Il film si apre con la visita cipriota della giovane infermiera americana che ha il volto Eva Marie Saint, attrice che nel 1960 era reduce da Intrigo internazionale di Alfred Hitchcock e aveva già vinto un Oscar nel 1955 per Fronte del Porto, accanto al grande Marlon Brando. Il protagonista assoluto di Exodus è altro mattatore, un Paul Newman affascinante e intenso come nelle migliori occasioni: nel film interpreta quel determinatissimo membro dell’Haganah che è intenzionato a portare a termine una missione umanitaria e militare che battezza la nascita di un popolo. “Non solo pregare ma battersi” dice infatti uno dei passeggeri a proposito del da farsi. Newman-Ben Canaan si è procurato la vecchia nave cargo e, dopo aver issato sul pennone la stella di David l’ha ribattezzata Exodus. Intende usarla per condurre verso la Terra promessa gli oltre 600 passeggeri che si trovano a bordo: uomini, donne e bambini reduci dai campi di sterminio, e provvisoriamente internati a Cipro dopo la liberazione dei lager.

La storia, magistralmente girata, prosegue con il braccio di ferro fra Ben Canaan e gli inglesi. Perché, scoperto il piano, per quanto riluttanti e confusi, gli ufficiali britannici che controllano l’isola bloccano la nave impedendole di lasciare il porto di Famagosta. Ben Canaan e la sua organizzazione però sono disposti a tutto: alla vigilia del voto dell’Onu sulla fine del mandato palestinese vogliono trasformare l’operazione in un caso internazionale. I profughi sono sfiniti ma non per questo meno determinati. Due madri in particolare si rifiutano di scendere per ragioni “umanitarie” e spiegano al comandante ben Canaan che la libertà dei loro bambini vale più di ogni altra cosa. Iniziano tutti insieme uno sciopero della fame, minacciano di far saltare in aria la nave carica di dinamite e il caso diventa diplomatico. Alla fine il governo inglese cede, la nave fa rotta verso l’ormai nascente stato di Israele.

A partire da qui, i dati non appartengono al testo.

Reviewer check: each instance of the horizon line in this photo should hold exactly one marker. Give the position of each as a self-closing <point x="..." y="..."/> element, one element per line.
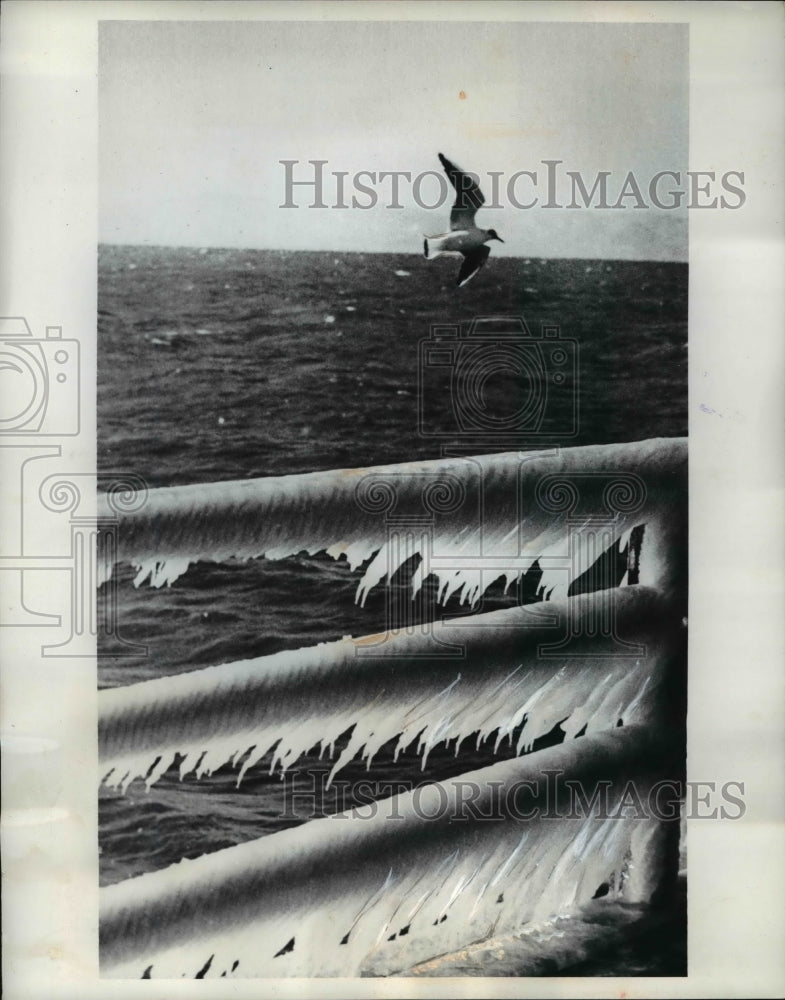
<point x="391" y="253"/>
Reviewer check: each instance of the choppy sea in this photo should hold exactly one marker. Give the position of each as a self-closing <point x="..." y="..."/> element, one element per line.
<point x="218" y="364"/>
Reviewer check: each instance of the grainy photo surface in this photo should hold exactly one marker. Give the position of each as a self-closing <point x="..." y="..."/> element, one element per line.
<point x="392" y="417"/>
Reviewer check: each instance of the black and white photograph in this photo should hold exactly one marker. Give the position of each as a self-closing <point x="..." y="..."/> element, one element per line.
<point x="404" y="428"/>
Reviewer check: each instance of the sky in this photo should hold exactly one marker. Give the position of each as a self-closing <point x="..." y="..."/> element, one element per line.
<point x="196" y="117"/>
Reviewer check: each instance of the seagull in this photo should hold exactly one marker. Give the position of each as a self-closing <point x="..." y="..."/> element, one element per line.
<point x="464" y="237"/>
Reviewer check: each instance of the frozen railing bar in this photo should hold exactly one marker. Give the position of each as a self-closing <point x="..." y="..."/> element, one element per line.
<point x="502" y="504"/>
<point x="378" y="889"/>
<point x="482" y="674"/>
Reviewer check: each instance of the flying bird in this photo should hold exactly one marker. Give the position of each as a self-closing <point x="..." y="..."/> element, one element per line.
<point x="464" y="236"/>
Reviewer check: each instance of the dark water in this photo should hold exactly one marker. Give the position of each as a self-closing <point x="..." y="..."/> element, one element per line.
<point x="228" y="364"/>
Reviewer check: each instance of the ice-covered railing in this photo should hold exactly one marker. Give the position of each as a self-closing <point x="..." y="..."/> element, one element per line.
<point x="593" y="662"/>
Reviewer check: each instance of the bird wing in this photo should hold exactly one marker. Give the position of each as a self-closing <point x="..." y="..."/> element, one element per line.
<point x="472" y="264"/>
<point x="468" y="195"/>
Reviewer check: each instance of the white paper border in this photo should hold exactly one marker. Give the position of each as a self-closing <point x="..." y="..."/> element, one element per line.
<point x="737" y="262"/>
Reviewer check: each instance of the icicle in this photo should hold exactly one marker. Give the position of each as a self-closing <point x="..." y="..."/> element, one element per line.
<point x="286" y="701"/>
<point x="376" y="894"/>
<point x="345" y="514"/>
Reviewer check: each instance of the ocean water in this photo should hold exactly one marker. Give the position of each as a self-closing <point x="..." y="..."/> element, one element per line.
<point x="229" y="364"/>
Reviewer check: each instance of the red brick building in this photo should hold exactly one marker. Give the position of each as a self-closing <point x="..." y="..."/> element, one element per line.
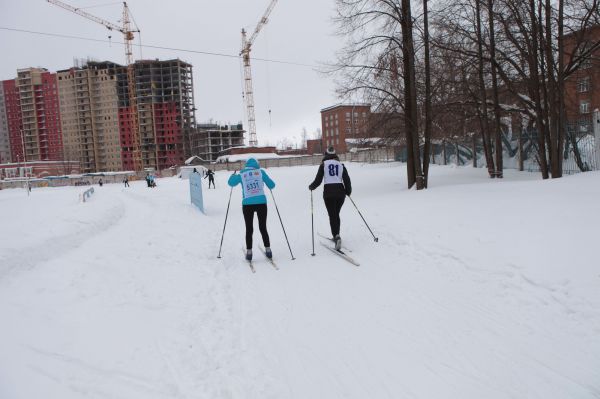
<point x="344" y="121"/>
<point x="33" y="116"/>
<point x="314" y="147"/>
<point x="38" y="169"/>
<point x="582" y="88"/>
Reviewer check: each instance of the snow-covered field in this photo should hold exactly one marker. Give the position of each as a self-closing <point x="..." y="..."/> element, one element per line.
<point x="476" y="289"/>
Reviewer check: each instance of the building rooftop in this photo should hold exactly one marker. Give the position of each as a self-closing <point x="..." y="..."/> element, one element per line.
<point x="340" y="105"/>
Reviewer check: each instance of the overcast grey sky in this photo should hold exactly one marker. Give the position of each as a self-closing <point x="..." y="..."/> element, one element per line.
<point x="298" y="31"/>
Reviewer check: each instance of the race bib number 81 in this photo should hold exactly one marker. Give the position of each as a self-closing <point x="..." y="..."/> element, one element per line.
<point x="333" y="172"/>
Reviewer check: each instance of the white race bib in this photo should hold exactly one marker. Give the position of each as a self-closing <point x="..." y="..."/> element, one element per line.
<point x="253" y="183"/>
<point x="333" y="171"/>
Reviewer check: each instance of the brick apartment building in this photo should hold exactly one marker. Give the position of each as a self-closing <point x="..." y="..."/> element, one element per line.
<point x="89" y="106"/>
<point x="344" y="121"/>
<point x="89" y="115"/>
<point x="4" y="142"/>
<point x="33" y="117"/>
<point x="582" y="89"/>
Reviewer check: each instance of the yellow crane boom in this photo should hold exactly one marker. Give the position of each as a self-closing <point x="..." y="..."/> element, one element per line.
<point x="248" y="91"/>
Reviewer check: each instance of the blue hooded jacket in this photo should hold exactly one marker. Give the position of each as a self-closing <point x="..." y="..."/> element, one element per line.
<point x="235" y="179"/>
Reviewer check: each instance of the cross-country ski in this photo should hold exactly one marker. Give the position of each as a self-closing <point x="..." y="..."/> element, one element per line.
<point x="340" y="253"/>
<point x="332" y="240"/>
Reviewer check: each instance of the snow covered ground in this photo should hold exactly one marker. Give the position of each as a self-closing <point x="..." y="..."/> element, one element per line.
<point x="476" y="289"/>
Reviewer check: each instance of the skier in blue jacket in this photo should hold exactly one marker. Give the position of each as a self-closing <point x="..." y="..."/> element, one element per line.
<point x="253" y="178"/>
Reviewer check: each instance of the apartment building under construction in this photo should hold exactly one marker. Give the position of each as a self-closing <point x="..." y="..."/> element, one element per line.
<point x="164" y="100"/>
<point x="209" y="139"/>
<point x="104" y="130"/>
<point x="33" y="118"/>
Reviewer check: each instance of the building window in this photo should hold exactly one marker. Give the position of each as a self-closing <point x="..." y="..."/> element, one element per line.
<point x="583" y="85"/>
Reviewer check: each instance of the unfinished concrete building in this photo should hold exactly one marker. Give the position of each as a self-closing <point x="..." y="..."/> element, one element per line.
<point x="209" y="139"/>
<point x="33" y="117"/>
<point x="165" y="113"/>
<point x="89" y="115"/>
<point x="4" y="141"/>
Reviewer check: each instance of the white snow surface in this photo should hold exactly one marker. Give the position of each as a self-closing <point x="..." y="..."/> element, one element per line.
<point x="477" y="288"/>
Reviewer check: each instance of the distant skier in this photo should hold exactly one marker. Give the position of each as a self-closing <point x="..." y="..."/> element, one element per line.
<point x="211" y="178"/>
<point x="253" y="179"/>
<point x="337" y="186"/>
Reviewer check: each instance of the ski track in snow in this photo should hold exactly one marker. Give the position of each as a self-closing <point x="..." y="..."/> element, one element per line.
<point x="128" y="300"/>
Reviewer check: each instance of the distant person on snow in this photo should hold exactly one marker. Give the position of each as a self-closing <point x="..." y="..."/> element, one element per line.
<point x="211" y="178"/>
<point x="337" y="186"/>
<point x="253" y="178"/>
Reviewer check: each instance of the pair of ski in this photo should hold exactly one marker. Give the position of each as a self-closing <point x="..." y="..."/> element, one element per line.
<point x="339" y="252"/>
<point x="271" y="261"/>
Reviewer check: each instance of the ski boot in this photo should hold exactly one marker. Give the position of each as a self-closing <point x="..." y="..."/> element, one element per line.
<point x="338" y="242"/>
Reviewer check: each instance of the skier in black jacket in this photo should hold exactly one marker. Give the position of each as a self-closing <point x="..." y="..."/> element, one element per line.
<point x="337" y="186"/>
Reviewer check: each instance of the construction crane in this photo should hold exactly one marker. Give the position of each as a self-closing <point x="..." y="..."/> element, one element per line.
<point x="245" y="53"/>
<point x="128" y="36"/>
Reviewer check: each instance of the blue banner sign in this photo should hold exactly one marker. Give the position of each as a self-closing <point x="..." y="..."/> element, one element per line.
<point x="196" y="190"/>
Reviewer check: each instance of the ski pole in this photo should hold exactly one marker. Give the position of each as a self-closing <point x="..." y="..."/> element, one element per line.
<point x="366" y="224"/>
<point x="225" y="224"/>
<point x="281" y="221"/>
<point x="312" y="222"/>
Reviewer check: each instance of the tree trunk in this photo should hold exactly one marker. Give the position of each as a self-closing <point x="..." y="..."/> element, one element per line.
<point x="553" y="104"/>
<point x="474" y="151"/>
<point x="410" y="95"/>
<point x="483" y="97"/>
<point x="428" y="111"/>
<point x="562" y="120"/>
<point x="444" y="152"/>
<point x="520" y="148"/>
<point x="534" y="91"/>
<point x="497" y="127"/>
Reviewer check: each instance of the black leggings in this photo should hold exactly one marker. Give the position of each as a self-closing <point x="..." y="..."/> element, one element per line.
<point x="334" y="206"/>
<point x="261" y="211"/>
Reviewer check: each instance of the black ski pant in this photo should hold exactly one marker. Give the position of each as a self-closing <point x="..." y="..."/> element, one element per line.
<point x="334" y="206"/>
<point x="261" y="211"/>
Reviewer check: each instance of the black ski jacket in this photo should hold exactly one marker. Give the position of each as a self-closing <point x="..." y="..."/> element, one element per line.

Il racconto ha toni epici, ed è romanzato, ma si ispira a una vicenda realmente accaduta, e nata proprio in Italia. E la storia fa “capolino” anche nel personaggio di Paul Newman-Ben Canaan. Nel corso di un  dialogo iniziale con la donna che poi si innamorerà di lui, ricambiata, l’ufficiale dell’Haganah rivela infatti di far parte della Brigata ebraica, la ormai mitica formazione di soldati sionisti e “palestinesi” che fu inquadrata nell’esercito britannico nel 1944 e partecipando alle operazioni, e alla Liberazione, anche in Italia, dalla primavera del 1945. Alla donna che sottolinea ironica il suo titolo di “comandante”, Ben Canaan risponde così: “Sì capitano, Brigata ebraica di Sua maestà. Nord Africa, Siria, Libano e Palestina. Le decorazioni sono autentiche“. E altro fondamentale dettaglio che Exodus – stavolta involontariamente – rivela è riferito proprio alla parola “palestinese”, che viene usata in tutto il film nel suo significato proprio, e non in quello che la propaganda le ha assegnato dalla fine di quel decennio grazie all’invenzione di Yasser Arafat, leader “arabo” peraltro nato in Egitto. Fino alla guerra dei Sei giorni palestinese significava solamente abitante in Palestina, e non aveva alcuna connotazione etnica o religiosa.  La Palestina era semplicemente la regione geografica su cui vigeva il mandato britannico. E palestinesi erano indifferentemente arabi ed ebrei che vivevano in Palestina.